A Queenslander through and through, Liam went out of his comfort zone as he had a thoroughly worthwhile time in Tumut and Gundagai from 2008 to 2016 before enjoying a year in Gunnedah. His strongest sporting interests are State of Origin, Sheffield Shield, Test cricket and the NRL. His sporting CV doesn’t have many highlights, although he once top-scored in a warehouse cricket match with 54 not out at number 10, and shared in an unbroken last wicket stand of 83 with the number 11 who scored an undefeated 52. Liam has written books including State of Origin 40 Years, A Century of Cricket Tests, A History of Test Cricket, The Immortals of Australian Cricket, The Immortals of Australian Rugby League, and The Great Grand Finals: Rugby League's Greatest Contests. Also a huge fan of Electric Light Orchestra.

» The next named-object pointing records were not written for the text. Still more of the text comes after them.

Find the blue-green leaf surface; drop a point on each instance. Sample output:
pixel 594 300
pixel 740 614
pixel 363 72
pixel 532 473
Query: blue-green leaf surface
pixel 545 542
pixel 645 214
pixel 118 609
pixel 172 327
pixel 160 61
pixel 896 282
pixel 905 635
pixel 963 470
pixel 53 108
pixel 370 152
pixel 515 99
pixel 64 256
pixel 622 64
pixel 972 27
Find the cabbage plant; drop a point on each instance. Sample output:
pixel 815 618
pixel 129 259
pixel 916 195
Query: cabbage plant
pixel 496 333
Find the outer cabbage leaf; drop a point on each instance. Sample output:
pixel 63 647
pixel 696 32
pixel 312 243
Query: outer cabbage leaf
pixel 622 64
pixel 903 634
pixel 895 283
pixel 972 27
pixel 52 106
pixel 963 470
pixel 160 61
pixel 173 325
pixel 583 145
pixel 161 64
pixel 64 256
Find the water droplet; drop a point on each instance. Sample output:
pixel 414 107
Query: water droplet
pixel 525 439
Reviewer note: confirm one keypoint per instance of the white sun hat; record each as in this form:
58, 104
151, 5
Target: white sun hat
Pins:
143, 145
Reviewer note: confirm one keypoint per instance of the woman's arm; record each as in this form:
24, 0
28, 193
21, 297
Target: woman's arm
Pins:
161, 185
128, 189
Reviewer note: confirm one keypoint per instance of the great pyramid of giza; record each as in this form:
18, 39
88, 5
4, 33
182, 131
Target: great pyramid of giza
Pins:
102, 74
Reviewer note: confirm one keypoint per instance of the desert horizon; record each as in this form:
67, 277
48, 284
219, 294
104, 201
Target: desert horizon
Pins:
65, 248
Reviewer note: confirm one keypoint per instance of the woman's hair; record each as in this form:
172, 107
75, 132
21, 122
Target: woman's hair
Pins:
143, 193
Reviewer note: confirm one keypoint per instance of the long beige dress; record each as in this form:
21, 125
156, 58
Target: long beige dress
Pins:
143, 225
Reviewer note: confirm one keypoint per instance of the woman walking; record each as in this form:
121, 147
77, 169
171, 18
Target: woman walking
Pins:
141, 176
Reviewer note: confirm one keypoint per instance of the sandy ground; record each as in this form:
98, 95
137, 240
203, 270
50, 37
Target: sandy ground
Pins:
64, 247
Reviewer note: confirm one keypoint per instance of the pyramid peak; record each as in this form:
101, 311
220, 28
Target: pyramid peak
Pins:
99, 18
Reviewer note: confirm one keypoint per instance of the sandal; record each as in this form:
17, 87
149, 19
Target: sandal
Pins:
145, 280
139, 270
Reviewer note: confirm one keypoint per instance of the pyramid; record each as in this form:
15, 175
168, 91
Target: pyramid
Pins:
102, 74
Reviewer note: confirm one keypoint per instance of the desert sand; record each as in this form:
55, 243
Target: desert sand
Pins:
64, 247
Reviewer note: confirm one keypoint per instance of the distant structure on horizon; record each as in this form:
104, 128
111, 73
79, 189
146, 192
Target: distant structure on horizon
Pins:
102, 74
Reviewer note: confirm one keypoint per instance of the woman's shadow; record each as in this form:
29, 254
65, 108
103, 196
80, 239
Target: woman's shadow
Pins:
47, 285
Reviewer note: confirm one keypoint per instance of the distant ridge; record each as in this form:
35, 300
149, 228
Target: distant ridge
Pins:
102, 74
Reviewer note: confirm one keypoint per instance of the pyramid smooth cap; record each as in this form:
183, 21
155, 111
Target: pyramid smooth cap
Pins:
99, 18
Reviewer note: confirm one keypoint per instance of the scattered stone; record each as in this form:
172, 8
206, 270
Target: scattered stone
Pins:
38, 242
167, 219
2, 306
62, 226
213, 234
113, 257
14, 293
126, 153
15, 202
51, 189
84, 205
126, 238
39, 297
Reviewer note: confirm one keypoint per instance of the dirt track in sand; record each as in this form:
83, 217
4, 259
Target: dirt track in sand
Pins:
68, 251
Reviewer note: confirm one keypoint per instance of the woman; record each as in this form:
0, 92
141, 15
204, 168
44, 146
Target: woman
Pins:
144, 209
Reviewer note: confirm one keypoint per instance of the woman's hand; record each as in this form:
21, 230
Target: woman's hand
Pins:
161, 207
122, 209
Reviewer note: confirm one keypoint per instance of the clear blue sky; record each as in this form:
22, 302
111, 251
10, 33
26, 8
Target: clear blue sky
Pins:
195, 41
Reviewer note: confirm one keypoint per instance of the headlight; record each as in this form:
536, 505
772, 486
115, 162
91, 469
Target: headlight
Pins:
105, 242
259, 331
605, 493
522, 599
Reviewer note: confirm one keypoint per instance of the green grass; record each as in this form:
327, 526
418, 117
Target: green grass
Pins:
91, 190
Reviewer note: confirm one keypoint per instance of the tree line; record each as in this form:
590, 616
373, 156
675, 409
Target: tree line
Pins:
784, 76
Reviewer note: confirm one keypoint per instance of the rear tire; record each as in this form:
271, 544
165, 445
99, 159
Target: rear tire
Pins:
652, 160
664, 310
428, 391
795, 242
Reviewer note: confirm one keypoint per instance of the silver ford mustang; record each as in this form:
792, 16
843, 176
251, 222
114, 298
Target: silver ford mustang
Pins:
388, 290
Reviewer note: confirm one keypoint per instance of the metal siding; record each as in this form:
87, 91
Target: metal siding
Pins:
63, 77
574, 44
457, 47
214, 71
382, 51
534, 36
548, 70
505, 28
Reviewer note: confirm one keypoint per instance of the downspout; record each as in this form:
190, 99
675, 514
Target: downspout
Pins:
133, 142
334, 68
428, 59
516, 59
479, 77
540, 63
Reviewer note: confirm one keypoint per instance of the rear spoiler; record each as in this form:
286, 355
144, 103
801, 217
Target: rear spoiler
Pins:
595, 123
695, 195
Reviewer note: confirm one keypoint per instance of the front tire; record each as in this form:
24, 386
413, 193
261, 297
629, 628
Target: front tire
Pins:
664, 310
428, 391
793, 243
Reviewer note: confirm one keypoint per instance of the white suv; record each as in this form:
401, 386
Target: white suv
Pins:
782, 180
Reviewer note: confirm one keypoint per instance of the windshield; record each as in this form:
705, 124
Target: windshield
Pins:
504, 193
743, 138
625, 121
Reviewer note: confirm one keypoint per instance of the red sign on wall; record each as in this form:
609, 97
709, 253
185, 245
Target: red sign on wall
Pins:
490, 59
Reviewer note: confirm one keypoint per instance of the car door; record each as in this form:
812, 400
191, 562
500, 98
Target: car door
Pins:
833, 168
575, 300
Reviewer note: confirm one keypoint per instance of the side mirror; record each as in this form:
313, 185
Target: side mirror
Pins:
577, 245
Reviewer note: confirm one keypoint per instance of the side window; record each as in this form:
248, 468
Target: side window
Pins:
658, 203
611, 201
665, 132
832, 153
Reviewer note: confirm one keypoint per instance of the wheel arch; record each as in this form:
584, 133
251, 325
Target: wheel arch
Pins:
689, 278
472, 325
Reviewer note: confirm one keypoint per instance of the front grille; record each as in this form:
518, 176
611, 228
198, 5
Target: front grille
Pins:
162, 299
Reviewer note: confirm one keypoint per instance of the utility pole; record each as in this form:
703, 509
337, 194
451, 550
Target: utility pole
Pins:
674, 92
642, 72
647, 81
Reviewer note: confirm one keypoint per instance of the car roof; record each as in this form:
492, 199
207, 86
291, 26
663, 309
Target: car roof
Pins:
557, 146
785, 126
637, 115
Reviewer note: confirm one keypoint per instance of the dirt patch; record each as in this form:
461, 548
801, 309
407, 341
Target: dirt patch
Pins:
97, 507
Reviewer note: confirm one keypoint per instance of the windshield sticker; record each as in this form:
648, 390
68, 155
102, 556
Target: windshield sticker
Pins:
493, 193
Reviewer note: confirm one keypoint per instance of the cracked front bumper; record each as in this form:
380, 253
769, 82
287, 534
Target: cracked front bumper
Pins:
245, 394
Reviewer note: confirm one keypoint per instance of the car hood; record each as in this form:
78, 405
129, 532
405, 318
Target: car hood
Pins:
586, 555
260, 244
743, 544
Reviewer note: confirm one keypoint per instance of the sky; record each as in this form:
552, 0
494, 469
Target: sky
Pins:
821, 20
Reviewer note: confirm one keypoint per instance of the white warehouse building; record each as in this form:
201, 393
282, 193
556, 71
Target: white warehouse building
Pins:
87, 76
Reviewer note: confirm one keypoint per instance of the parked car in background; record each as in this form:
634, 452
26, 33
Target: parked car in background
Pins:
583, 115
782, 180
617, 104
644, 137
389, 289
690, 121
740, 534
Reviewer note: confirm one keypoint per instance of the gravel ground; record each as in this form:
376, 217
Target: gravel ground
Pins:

  1. Who could have known back then what a phenomenon was about to be unleashed? The rip roaring days of the 80s and 90s may be long gone, but the game evolves and new facets reveal themselves over time. Origin is still the pinnacle of the code and looks like being so for some time to come.

  2. Thanks for your piece Liam.

    It was a classic night.

    I was working in a timber yard on the Gold Coast – it was uni holidays. I rang Dick Tobiano who was also on the Coast to talk about whether it was worth the trip to Brisbane. We decided to check it out so we whizzed up in his 323. And, of course, it turned into a brilliant night. AS soon as the players ran out you could sense the immense feeling (and hope) in the crowd.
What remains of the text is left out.